Muchas veces buscamos crecer en nuestra relación con Hashem, fortalecer nuestra emuná y sentir una conexión más profunda con la espiritualidad. Sin embargo, nuestros Sabios nos enseñan una idea sorprendente: para amar verdaderamente a Hashem primero debemos aprender a amar la vida que Él nos ha dado.

Con frecuencia nos enfocamos en aquello que nos falta. Pensamos en los problemas económicos, en las dificultades familiares, en nuestras limitaciones personales o en los sueños que todavía no hemos alcanzado. Y sin darnos cuenta, permitimos que una pequeña parte de nuestra realidad opaque todas las bendiciones que ya poseemos.

La vida nunca es perfecta. Ningún hogar es perfecto, ninguna persona es perfecta y ninguna circunstancia es perfecta. El desafío no consiste en ignorar las dificultades, sino en aprender a reconocerlas sin permitir que dominen nuestra existencia.

Nuestros Sabios nos enseñan que la verdadera madurez consiste en mirar tanto la parte llena como la parte vacía del vaso.
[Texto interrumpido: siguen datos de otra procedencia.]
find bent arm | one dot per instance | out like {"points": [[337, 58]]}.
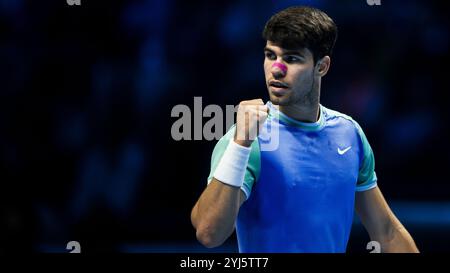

Debemos reconocer aquello que necesita ser corregido, pero al mismo tiempo agradecer por todo lo bueno que Hashem ya puso en nuestras vidas.

Cuando una persona vive obsesionada con sus carencias, pierde la capacidad de disfrutar sus bendiciones. Pero cuando aprende a aceptar con humildad aquello que no puede cambiar y trabaja responsablemente en aquello que sí puede mejorar, descubre una nueva libertad interior.

La gratitud nace precisamente allí. No cuando todo es perfecto, sino cuando somos capaces de apreciar los innumerables regalos que recibimos cada día: la salud, la familia, los amigos, la posibilidad de estudiar Torá, de hacer mitzvot y de despertar cada mañana con una nueva oportunidad para crecer.

Por eso, cada uno de nosotros debería preguntarse: ¿qué aspecto de mi vida me cuesta aceptar? ¿Qué situación ocupa mis pensamientos y me impide valorar todo lo demás? Identificar esas luchas es el primer paso para transformarlas.

Aceptar no significa rendirse. Significa reconocer la realidad que Hashem nos ha dado y asumir la responsabilidad de trabajar sobre ella con serenidad, confianza y emuná.

Que tengamos el mérito de desarrollar una mirada más agradecida, de valorar los regalos que recibimos diariamente y de descubrir que cuanto más apreciamos la vida, más cerca nos encontramos de Hashem.